Pero por dos veces, a preguntas del fiscal y de una defensa, negó haber dado orden de que las intervenciones cesaran, hecho que el soberanismo relaciona con la viralidad alcanzada por las imágenes de las cargas matinales. "¿Hubo orden política de retirarse?", preguntó el fiscal. "En absoluto", contestó Nieto. "Se hicieron las -intervenciones- previstas y las que se pudo", admitió. Y "el final" de la actuación policial fue fruto del cansancio de los agentes: "Habían tenido una jornada muy larga, con mucha intensidad, no se podía exigir que se prolongara por más tiempo".

Y es que, según Nieto, el 1-O "se dio el peor escenario, los Mossos no actuaron y hubo un nivel de resistencia mayor" del esperado en los colegios". "No era un problema de personas que fuesen a votar, sino de personas con el objetivo añadido de impedir que la Policía o la Guardia Civil pudieran hacer su trabajo".

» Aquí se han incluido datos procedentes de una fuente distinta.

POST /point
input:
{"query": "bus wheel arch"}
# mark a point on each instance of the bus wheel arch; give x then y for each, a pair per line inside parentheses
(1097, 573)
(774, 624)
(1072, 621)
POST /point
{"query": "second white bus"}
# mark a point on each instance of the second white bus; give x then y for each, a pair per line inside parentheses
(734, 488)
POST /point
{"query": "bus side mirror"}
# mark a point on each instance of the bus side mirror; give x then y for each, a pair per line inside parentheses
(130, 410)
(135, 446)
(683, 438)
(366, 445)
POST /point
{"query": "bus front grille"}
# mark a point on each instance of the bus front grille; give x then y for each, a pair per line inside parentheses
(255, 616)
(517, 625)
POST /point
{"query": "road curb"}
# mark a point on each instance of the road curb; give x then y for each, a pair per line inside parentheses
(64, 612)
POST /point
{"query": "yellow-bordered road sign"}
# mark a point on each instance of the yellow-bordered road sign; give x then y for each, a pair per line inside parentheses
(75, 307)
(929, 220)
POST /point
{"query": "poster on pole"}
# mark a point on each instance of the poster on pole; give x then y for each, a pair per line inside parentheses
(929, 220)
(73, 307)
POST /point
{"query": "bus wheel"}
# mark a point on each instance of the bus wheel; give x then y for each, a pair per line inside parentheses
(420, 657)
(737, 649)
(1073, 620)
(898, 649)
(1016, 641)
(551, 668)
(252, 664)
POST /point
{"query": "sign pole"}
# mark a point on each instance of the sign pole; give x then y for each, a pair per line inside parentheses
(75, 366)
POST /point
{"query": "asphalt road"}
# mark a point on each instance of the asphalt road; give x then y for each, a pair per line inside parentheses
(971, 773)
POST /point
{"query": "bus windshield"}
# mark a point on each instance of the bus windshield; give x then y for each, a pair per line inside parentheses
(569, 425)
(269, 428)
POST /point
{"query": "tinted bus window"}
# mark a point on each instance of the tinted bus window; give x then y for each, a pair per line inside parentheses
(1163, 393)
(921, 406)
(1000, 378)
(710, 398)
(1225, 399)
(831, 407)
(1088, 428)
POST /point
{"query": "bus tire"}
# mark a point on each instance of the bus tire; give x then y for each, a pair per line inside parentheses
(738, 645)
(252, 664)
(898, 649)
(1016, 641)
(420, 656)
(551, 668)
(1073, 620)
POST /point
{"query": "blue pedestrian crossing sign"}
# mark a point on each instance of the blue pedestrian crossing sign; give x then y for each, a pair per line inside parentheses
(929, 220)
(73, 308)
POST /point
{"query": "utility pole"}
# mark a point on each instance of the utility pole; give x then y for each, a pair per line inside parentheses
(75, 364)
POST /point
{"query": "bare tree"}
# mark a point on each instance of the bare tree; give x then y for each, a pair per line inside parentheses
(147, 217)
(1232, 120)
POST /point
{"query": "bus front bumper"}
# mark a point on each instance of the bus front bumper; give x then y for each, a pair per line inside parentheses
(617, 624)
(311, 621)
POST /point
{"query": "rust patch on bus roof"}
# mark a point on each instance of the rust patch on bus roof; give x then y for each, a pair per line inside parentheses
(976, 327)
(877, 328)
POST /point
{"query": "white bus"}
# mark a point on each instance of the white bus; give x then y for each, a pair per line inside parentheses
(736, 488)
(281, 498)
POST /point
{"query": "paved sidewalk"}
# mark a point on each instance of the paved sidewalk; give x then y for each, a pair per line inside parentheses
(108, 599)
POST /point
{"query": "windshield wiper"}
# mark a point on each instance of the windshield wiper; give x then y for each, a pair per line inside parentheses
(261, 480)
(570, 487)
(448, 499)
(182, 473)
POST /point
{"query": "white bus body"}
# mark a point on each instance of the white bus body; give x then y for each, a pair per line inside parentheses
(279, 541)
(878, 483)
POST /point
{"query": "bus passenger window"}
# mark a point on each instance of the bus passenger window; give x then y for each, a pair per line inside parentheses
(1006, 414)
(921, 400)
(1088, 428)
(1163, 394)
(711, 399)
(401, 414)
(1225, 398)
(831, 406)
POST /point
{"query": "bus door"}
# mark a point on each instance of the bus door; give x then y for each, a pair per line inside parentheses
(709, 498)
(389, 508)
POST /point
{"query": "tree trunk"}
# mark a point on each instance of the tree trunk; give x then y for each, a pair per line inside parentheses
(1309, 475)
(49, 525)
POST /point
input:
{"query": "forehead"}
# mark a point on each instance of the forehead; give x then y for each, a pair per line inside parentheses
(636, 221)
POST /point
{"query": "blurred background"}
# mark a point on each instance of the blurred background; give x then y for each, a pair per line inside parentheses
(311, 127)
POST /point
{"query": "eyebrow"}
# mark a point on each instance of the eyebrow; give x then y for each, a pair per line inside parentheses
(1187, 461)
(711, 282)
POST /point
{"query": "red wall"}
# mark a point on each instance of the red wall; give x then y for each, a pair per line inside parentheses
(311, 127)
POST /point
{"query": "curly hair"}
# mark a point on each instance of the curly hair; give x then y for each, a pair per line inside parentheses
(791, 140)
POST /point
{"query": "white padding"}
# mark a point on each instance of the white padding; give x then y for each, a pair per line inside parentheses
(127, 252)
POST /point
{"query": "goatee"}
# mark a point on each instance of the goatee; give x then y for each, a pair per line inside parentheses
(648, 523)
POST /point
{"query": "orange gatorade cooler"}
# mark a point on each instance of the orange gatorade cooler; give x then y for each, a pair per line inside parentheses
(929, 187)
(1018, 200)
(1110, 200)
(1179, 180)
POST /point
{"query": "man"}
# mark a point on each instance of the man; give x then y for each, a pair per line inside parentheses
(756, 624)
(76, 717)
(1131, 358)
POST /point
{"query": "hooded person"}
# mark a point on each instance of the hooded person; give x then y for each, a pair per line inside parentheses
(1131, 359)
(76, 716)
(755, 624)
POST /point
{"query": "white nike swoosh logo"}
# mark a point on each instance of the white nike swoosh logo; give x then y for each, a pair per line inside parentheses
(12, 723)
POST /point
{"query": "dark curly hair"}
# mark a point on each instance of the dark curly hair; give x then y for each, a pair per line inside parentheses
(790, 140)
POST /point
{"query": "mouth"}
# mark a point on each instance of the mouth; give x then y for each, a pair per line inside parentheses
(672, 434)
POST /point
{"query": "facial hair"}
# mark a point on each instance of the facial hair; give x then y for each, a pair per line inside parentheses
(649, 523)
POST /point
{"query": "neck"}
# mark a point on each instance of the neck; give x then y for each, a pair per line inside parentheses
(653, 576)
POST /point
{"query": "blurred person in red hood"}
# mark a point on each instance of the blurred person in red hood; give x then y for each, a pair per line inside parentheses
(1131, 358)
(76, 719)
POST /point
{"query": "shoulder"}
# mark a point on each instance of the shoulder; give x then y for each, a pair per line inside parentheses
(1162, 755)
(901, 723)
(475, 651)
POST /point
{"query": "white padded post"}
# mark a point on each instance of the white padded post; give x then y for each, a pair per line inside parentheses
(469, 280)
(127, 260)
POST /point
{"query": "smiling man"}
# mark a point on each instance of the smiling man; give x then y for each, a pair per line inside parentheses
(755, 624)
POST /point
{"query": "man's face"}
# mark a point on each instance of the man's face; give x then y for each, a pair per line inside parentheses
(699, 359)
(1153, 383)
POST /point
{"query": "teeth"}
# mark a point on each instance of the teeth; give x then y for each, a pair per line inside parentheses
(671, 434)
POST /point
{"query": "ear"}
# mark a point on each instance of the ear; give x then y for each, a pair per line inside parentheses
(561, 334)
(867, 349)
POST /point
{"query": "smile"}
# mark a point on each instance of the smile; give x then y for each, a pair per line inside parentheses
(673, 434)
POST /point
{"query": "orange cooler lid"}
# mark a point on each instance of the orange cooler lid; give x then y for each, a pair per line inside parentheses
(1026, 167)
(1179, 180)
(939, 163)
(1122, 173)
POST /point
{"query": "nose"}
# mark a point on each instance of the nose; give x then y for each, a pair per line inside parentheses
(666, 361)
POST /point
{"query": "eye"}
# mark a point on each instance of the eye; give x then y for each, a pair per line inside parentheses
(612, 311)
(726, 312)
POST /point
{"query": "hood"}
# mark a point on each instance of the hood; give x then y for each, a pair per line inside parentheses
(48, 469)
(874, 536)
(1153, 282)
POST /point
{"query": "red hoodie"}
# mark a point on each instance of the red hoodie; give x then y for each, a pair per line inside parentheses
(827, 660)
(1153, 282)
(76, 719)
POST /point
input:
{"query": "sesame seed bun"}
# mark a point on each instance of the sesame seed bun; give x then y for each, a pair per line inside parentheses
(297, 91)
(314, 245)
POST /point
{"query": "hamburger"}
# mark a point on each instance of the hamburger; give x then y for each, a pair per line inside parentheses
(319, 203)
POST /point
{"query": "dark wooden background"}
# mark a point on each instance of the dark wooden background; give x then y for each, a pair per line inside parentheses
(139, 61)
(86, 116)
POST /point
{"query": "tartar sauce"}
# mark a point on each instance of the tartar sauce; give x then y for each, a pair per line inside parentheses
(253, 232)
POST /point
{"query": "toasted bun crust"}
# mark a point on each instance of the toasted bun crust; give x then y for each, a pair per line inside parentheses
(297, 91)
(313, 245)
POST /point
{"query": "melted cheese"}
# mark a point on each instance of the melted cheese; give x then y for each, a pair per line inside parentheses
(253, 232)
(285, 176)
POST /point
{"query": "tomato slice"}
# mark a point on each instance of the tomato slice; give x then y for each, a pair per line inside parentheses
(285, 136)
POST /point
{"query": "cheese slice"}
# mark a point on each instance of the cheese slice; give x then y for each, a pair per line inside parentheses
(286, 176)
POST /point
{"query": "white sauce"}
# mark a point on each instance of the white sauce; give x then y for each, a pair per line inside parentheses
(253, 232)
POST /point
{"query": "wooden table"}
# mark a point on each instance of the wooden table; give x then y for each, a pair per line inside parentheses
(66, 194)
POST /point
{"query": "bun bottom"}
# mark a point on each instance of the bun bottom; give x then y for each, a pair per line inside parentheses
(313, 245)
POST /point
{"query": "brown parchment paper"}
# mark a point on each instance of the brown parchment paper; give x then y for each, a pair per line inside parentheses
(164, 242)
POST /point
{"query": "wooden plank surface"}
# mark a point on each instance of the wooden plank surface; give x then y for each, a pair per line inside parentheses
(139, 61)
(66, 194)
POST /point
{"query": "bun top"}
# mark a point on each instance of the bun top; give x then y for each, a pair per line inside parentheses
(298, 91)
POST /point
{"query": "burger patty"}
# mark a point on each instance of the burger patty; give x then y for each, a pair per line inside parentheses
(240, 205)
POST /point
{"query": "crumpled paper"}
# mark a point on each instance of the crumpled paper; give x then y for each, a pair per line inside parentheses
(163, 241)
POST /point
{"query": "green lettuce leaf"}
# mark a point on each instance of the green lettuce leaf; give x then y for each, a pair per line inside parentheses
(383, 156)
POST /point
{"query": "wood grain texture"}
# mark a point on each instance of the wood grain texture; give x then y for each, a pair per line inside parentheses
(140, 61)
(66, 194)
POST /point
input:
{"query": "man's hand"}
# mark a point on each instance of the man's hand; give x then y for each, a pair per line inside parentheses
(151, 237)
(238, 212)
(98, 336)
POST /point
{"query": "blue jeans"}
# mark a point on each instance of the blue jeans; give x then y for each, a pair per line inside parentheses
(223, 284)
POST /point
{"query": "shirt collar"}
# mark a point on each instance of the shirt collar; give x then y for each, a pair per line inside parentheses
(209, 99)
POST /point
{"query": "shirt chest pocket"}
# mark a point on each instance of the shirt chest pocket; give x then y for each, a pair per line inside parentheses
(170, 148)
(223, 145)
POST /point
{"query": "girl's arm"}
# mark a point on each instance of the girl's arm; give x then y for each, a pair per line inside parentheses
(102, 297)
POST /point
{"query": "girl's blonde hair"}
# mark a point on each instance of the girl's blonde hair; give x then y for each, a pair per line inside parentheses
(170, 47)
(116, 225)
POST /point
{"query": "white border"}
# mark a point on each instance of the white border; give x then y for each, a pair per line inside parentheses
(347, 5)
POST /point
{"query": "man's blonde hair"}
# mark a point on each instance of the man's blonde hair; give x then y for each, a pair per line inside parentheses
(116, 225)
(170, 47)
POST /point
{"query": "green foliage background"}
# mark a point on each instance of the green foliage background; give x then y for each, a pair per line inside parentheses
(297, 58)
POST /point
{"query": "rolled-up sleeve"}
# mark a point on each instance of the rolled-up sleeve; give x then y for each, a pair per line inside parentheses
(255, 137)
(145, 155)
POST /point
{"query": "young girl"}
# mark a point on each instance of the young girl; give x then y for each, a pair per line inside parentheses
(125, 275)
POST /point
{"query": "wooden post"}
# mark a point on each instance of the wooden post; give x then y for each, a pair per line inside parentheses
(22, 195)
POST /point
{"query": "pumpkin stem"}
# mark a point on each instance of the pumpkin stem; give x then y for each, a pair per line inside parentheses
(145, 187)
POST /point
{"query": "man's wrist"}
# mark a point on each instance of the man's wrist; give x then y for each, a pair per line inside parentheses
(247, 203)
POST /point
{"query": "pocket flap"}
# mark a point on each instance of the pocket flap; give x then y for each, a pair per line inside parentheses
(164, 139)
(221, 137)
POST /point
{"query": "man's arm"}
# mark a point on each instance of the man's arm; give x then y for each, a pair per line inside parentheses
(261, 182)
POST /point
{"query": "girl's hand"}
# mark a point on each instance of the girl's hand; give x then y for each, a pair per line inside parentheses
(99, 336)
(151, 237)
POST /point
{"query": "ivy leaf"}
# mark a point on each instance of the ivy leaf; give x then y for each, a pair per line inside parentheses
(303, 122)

Y para hacerlo, es decir, para cumplir el mandato de la justicia de impedir la consulta, denunció el testigo, no hubo ayuda de los Mossos. Según su versión, el cuerpo policial autonómico decidió que era más importante preservar "la normal convivencia ciudadana", como la juez Armas del Tribunal Superior de Justicia de Cataluña pedía en su auto, aunque no en la parte dispositiva, que, según Nieto, es la que Policía y Guardia Civil recibieron. "Si los Mossos d'Esquadra, de forma clara y evidente, hubieran manifestado su voluntad de cumplir el mandato judicial, el referéndum no se hubiese celebrado, estoy convencido de que se habría desconvocado". Pero "no hubo el más mínimo interés" en que así fuera. Como no lo habían tenido antes "en coordinarse" con los otros dos cuerpos. La "alineación" con el Govern del entonces mayor de los Mossos Josep Lluís Trapero, era "total".

Nieto relató al tribunal que dio la orden de activar el dispositivo "sabiendo que lo haríamos solos". Los Mossos aportaron efectivos "insuficientes, ineficaces e inoperativos". Y si acaso, su objetivo era "dar apariencia de normalidad a algo que no lo era, porque había sido prohibido por el Tribunal Constitucional".

Nieto relató que la declinante confianza de Interior en los Mossos tocó "mínimos" tras la Junta de Seguridad del 28 de septiembre. El testigo describió la junta como "surrealista": "Estábamos en una mesa hablando sobre cómo evitar el 1 de octubre con quienes habían convocado el 1 de octubre". Allí, reveló, el Gobierno ofreció votar de forma simbólica "en las plazas". Pero "no hubo el más mínimo gesto de diálogo. Llegaron con una idea y se fueron con la misma".